JC, my eleven-year-old, had a noun test today in his Language Arts class. He had to be able to identify different types of nouns: subjects, subject compliments, direct objects, indirect objects, and objects of a preposition.
Let me tell you, Blogtropolis. I write for a living and I couldn’t identify these nouns if my life depended on it . . . until Sunday when I had to learn them for Fifth Grade.
JC loves to write and tells a great story, but he wasn’t keen on spending his weekend learning his noun types. Subjects he had no problem with. Subject compliments were another story.
Subject compliments follow a linking verb (is, are, was, were) and describe, or compliment, the subject. The subject compliment = the subject. We tried some examples. The lizard is an animal. Go on! You try! Label the nouns . . . *Jeopardy theme plays* . . . The answer? Lizard is the subject, with is as the linking verb, and animal the subject compliment. Animal = Lizard. Good job!
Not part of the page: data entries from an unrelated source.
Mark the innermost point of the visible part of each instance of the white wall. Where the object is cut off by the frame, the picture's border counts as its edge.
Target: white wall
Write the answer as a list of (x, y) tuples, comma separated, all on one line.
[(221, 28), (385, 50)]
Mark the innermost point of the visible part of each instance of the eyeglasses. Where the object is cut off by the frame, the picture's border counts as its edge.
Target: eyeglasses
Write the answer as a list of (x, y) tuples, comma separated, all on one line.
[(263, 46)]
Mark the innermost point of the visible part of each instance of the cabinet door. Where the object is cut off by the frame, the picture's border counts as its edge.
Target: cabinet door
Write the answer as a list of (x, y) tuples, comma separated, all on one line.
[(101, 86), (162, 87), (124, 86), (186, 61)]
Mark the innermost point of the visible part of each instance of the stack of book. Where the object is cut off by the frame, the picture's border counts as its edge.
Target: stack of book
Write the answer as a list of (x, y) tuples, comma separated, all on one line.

After what felt like a gazillion hours, JC started to understand. Then he started to get grumpy. Then he wandered into the bathroom for a half hour. Then he was hungry. We still had a handful of other nouns to learn, not to mention other subjects to study. When we got back to work in the gazillionth-and-one hour, I created a few examples, then asked him to write a sentence with a subject compliment. This is what happened:

Hmm. Really?
This resulted in a five minute break for an argument:
Me (a.k.a. the “princess,” according to my sample sentence- I need to have my fun, too): That’s fresh! I’m exhausting? Do you think I want to spend my day studying nouns? I passed fifth grade a long time ago. And by the way, “exhausting” isn’t even a noun.
JC: Well, I don’t want to study nouns either. And “exhausting” IS a noun.
Me: It’s not a person, place or thing. It’s a describing word.
JC: It’s a thing, and you’re it.
Me: Wrong. Try again.
Here’s what he wrote:

Sigh . . .
Me: “You are so rude” is incorrect. Rude is not a noun. What you should have written is: “You are a rude mother.”
Hey, you know what they say. If you can’t beat ’em . . .
Subject compliments were conquered by the end of our study session and JC and I made up. Direct objects and indirect objects were difficult. Objects of prepositions were impossible, since JC doesn’t know his prepositions. Finally, when I needed a break and some coffee (I swear, studying with JC was like pulling an all-nighter in college- I was tempted to go to the 7-11 with a handful of quarters for a Super Big Gulp and some Vivarin, circa 1990), I stuck him in front of YouTube to watch videos of very nice people explaining this stuff way better than I.
JC took the test today. He thinks he did “fine.” I’ll let you know. However he did I’m sure that “You are a rude mother” was not one of the problems. If it was, though, he better have gotten it right! If not, he is toast! (He= subject, is= linking verb, toast= subject compliment- Bam!)
Nice try to teach noun and pronoun at once by linking both in one sentence. Students understand better with such examples. Carry on!